As you might expect in a hot housing market, mortgage fraud is rampant. The mortgage industry is an environment for fraudsters because they can target both mortgage borrowers and mortgage lenders.
When borrowers are targeted, it’s typically a corrupt bank officer, mortgage broker or loan originator who uses their authority to skim off cash or equity from lenders or borrowers by circumventing the mortgage process.
When mortgage lenders are targeted, it’s the borrower who misrepresents information on a loan application or bribes an appraiser to manipulate the appraised value of a property.
Specifically, borrower mortgage fraud could include:
Overstating income: Some lenders offer “stated income” loans to self-employed borrowers who have been known to claim a higher income than they actually have.
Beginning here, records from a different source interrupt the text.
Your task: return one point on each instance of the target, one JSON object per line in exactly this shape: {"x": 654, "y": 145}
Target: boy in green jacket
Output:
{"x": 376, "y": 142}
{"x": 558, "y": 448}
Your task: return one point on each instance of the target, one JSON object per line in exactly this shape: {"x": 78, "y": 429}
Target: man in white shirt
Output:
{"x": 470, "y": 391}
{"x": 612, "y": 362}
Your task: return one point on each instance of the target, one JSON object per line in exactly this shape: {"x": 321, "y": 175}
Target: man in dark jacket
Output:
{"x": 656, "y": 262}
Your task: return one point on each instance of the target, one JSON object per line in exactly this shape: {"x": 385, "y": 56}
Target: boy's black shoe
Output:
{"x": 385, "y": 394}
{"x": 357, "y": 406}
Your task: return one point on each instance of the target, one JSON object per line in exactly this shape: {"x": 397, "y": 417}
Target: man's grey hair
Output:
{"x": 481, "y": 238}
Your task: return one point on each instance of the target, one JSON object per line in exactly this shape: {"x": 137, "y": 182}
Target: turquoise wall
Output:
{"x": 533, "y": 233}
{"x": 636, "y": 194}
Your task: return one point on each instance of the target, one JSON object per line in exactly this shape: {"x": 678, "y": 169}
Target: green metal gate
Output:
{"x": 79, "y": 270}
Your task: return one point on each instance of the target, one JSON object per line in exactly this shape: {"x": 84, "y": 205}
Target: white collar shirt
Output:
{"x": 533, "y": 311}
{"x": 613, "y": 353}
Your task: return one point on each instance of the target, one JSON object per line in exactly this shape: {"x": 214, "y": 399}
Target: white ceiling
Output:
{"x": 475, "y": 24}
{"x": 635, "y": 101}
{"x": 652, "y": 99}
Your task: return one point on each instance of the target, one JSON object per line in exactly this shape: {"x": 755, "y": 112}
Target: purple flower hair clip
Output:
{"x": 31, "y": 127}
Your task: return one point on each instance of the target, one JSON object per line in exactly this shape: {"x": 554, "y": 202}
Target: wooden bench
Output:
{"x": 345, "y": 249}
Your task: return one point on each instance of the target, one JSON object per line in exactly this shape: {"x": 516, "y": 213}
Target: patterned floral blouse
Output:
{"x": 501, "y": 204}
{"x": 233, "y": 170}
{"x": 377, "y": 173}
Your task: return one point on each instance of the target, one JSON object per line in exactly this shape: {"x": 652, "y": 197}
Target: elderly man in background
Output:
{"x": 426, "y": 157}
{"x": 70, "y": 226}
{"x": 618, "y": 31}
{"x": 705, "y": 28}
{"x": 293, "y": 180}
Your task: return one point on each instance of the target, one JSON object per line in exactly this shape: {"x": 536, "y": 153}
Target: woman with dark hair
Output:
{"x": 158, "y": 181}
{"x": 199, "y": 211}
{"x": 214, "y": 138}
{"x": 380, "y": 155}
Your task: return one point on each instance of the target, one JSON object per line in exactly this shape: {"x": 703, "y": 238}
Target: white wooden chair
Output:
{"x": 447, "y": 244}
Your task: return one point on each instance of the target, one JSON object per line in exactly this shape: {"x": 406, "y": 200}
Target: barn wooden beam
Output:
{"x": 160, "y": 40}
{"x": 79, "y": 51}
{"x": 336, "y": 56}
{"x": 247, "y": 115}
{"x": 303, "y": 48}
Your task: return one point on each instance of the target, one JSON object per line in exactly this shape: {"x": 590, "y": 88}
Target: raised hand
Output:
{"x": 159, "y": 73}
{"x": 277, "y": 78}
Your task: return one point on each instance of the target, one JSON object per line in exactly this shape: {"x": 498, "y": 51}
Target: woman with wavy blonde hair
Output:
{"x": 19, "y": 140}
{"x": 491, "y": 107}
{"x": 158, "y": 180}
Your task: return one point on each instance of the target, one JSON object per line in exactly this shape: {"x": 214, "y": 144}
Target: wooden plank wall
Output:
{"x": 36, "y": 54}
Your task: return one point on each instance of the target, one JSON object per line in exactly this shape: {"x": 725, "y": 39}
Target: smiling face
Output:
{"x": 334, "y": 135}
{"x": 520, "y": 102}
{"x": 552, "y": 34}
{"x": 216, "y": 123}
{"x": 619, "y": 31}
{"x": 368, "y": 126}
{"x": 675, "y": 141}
Under-the-table transaction: When buyers accept cash towards a down payment from a seller to qualify for a loan, they are committing fraud.
Owner-occupied fraud: To avoid the higher mortgage rates on an investment property, borrowers claim the property will be owner-occupied (used as a private residence), when in fact it’s not.
Foreclosure rescue scam: Scammers posing as “foreclosure specialists” offer to rescue a borrower from losing their home. After collecting a fee for the service, the scammer disappears, leaving the borrower to suffer through the foreclosure process.
Skimming cash or equity: Mortgage industry officials, such as a mortgage banker, broker, attorney, or loan originator, circumvent the mortgage process to skim cash or equity from borrowers.
Hot housing markets are magnets for unscrupulous mortgage industry people looking to capitalize on the buying and selling frenzy. It’s essential for mortgage borrowers to scrutinize lenders and brokers, checking their credentials, licenses, track records and references before signing anything.